Nas academias de pintura e de escultura deve-se aprender de tudo, tomar-se conhecimento de todas as técnicas. Não compreendo o porquê de hoje, nos conservatórios, os aprendizes compositores não mais serem orientados para a escrita de uma canção, pois essa lacuna permanecerá em sua trajetória. Verifica-se que esse aprendiz geralmente não sabe mais cantar, pois não mais sabe escrever música e o fator crucial, a melodia cantada, é hoje negligenciada nos cursos acadêmicos destinados à composição. Um escritor tem o direito de escrever poemas, peças de teatro, romances, artigos de jornais… Na música, é proibido. Um ditador musical, seu séquito, seu sistema de pensamento e de ideologia amplamente difundidos impedem e estigmatizam todo desvio de conduta. Rejeita-se o talento universal, substituindo-o pelo talento constipado e saído dos bunkers. Essa atitude negativa e desrespeitosa para com o espírito criador abriu também uma via nova muito seletiva (e quase sempre fechada a toda arte aberta sem apoio) para os pesquisadores de poder, desprovidos de qualidades criativas, permitindo-lhes que se imponham pela via administrativa e a infiltração política e sectária. O espírito criador perderia, no desvio da arte, seu valor original de convicção, que é feito de juventude, de espiritualidade, de sinceridade, de autenticidade, de inocência… Não mais se convence pela sua arte, convence-se pelo poder e suas relações, pela capacidade perturbadora e pelos discursos políticos ou econômicos.

A pintura contemporânea, como exemplo, resultou em mercadoria  e nenhum critério intervém doravante, como todos sabem. É um meio de troca e um bilhete de entrada para as grandes fortunas lavarem os acúmulos de um sistema financeiro enlouquecido, que cria dinheiro virtual para ser escoado na economia real.

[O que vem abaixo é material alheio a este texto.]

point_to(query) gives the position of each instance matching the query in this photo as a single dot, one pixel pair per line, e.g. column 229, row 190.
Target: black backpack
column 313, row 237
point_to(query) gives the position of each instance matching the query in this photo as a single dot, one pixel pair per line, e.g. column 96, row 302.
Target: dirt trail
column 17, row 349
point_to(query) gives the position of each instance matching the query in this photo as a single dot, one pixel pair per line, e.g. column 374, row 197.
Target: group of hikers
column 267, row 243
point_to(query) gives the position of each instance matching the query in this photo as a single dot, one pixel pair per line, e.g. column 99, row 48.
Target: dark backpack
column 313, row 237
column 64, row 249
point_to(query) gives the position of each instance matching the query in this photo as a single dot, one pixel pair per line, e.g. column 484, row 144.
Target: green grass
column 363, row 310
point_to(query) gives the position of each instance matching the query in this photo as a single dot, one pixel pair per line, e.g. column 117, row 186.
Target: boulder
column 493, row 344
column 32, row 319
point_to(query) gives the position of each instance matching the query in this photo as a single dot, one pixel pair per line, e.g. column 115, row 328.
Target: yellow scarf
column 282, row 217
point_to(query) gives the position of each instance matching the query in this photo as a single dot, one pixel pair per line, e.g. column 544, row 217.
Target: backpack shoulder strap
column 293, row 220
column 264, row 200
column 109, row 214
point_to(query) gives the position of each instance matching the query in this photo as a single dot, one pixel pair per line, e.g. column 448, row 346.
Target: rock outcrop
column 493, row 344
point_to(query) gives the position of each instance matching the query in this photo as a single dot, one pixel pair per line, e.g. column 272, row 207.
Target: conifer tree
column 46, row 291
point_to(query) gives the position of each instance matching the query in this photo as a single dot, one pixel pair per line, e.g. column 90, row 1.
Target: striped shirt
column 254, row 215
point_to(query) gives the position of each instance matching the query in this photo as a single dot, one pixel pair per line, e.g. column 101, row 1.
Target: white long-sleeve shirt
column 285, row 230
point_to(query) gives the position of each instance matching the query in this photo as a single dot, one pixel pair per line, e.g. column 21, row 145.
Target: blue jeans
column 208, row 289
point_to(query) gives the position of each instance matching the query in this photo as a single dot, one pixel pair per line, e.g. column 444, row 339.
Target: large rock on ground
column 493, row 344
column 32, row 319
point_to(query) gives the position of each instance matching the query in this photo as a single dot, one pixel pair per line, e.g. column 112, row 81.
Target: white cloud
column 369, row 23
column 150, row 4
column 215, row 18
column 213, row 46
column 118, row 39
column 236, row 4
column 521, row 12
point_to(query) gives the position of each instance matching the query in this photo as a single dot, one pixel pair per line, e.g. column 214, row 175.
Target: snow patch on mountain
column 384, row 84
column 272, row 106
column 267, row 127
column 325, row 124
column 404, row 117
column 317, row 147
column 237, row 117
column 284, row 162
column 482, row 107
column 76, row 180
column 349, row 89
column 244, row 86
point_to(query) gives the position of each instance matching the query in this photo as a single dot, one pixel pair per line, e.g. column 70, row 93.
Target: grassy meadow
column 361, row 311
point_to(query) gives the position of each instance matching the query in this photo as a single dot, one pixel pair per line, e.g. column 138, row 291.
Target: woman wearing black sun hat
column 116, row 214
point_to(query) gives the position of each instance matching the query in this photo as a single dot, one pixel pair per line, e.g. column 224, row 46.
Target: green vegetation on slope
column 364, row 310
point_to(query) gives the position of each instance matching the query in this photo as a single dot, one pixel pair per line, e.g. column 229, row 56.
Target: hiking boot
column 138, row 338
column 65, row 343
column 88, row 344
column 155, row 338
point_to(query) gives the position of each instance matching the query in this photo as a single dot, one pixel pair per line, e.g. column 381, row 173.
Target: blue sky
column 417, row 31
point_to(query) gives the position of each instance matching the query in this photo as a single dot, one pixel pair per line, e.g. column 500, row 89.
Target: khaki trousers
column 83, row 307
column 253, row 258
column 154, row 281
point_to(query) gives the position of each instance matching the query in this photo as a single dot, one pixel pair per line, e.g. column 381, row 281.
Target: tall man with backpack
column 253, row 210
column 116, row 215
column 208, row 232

Entretanto, esses produtos financeiros ‘artísticos’ apodrecidos tornar-se-ão, por sua vez, uma bolha que explodirá um dia, a levar essas obras àquilo que elas realmente são: nada (a título de colaboração ao pensamento de Servenière, recomendo a leitura de “La Civilización del Espectáculo”, de Mario Vargas Llosa).

Admiro os grandes criadores, que são capazes de tudo escrever e de tudo criar. Desprezo essa qualidade atribuída àqueles que estigmatizam, pelo espírito mesquinho e munidos de viseiras, os gêneros e os estilos populares ou menos elitistas na aparência. O que é o elitismo senão essa senda humana por onde sopra o espírito, seja qual for o suporte utilizado. Reconhecem-se os grandes artistas pelo espírito, não pelo suporte utilizado.

É importante ensinar isso aos jovens, pois o mundo atual sabe criar o falso valor artístico, e a as mídias lá deveriam estar para mudar a mensagem dos poderosos financeiros e políticos”. (Tradução J.E.M.).

Uma revisita à primeira epígrafe evidencia a síntese da realidade expressiva, pois as ilustrações da Virgem Maria com o Menino, em madeira policromada, do artista erudito flamengo quatrocentista e, em terracota, na singela imagem do final do século XIX de nosso santeiro popular Benedito Amaro de Oliveira, o Dito Pituba, indicam esse espírito criador a sobrevoar a criação. Em ambas as obras não nos detalhamos no material utilizado, concentrando-nos na obra prima. Seria a presença das musas de que nos fala Serge Nigg?

In this post I quote messages received from the portuguese choir conductor and Gregorianist Idalete Giga and the French composer Françoise Servenière. Idalete talks about the way she apprehends popular art, while Servenière compares popular and classical music.